07.11.2017, 14:00 Uhr

Familienbetrieb Freingruber bringt Natursteine in Form

Thomas Freingruber (re.) hat die Geschäfte von seinem Vater Karl Freingruber jun. 2015 übernommen.

Anfang der 1960er-Jahre eröffnete Karl Freingruber senior den Steinbruch in Rechnitz.

RECHNITZ (kv). Erweitert wurde der Betrieb von Karl Freingruber jun. um ein Transportunternehmen und von Thomas Freingruber um eine Natursteinplattenproduktion und um ein Betonwerk.

Baustoffe hoch im Kurs

Gerade nach dem Krieg waren natürlich Baustoffe sehr gefragt. "Daher begann mein Großvater, die Steine aus dem Steinbruch abzubauen und mit Pferdefuhrwerken auszuliefern", erzählt Thomas Freingruber, der das Unternehmen 2015 von seinem Vater übernommen hat.
Als Karl Freingruber jun. die Geschäfte seines Vaters im Jahr 1989 weitergeführt hat, besaß er selbst bereits eine Spedition, die er in den Betrieb eingliederte. Heute führen seine Tochter Silke und deren Mann Rene Unger das Transportgeschäft. Sie errichten außerdem Naturstein-Stützmauern für Privatkunden.
Neben Privatkunden liefert der Steinbruch auch das nötige Material für den Straßenbau.

250.000 Tonnen Stein

Durchschnittlich werden 250.000 Tonnen Stein im Jahr abgebaut, die Natursteinblöcke werden entweder herausgesprengt oder mit Diamantseilen für die Plattenproduktion schonend herausgeschnitten.
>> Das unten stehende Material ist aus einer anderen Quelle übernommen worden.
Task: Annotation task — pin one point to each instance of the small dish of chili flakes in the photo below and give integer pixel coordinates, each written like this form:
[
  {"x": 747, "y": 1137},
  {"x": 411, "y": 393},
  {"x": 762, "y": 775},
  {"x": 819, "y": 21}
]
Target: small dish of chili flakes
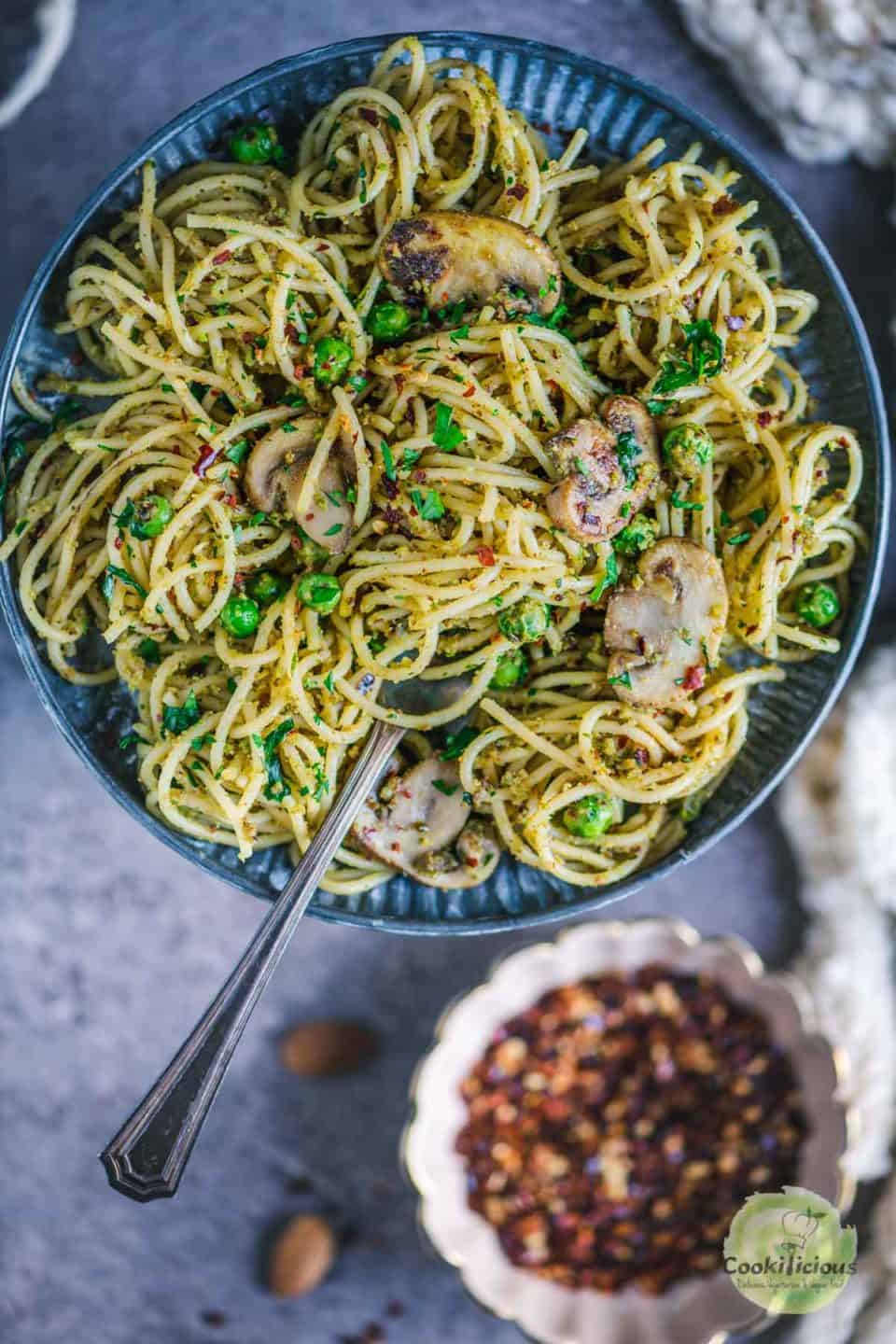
[
  {"x": 617, "y": 1127},
  {"x": 592, "y": 1117}
]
Neuestes Familienmitglied im Steinbruch ist Thomas Bruder Gert, der Anfang des Jahres als Produktionsleiter für Natursteinprodukte in der Firma begonnen hat.
Im Laufe der Jahre hat sich die Freingruber GmbH immer mehr auf das Veredeln des Natursteins spezialisiert. "Ich war überall in Europa unterwegs, um zu lernen, neue Erfahrungen zu sammeln und neue Produkte und Arbeitsprozesse kennenzulernen", sagt Thomas Freingruber.

Für den Häuslbauer

Die Freingruber GmbH bietet alles an, was der Bauherr für den Hausbau braucht. Von der Schotterung über Mauersteine bis hin zum Transportbeton über Natursteine für den Garten, Bodenplatten oder Steinfliesen.
Dank einer Kooperation mit Betonprofi Manfred Schulter kann im Steinbruch jetzt auch Beton direkt vor Ort erzeugt werden. Das spart natürlich auch Transportkosten. Mit der neuen hochmodernen Betonmischanlage wird Transportbeton sowohl für den Privatgebrauch als auch für Unternehmen hergestellt. Alles ist computergesteuert und es können sämtliche Betonsorten erzeugt werden. Bis zu 120 Kubikmeter pro Stunde sind möglich.

Umweltbewusst arbeiten

Der Betrieb ist nunmehr in der dritten Generation und hat viele Veränderungen miterlebt und sich immer wieder angepasst. Doch eine Sache hat sich in den vielen Jahren nicht geändert: Das umweltbewusste Arbeiten. "Nachhaltigkeit ist uns besonders wichtig. Es sollen auch unsere Nachkommen noch eine lebenswerte Umwelt vorfinden", so Thomas Freingruber.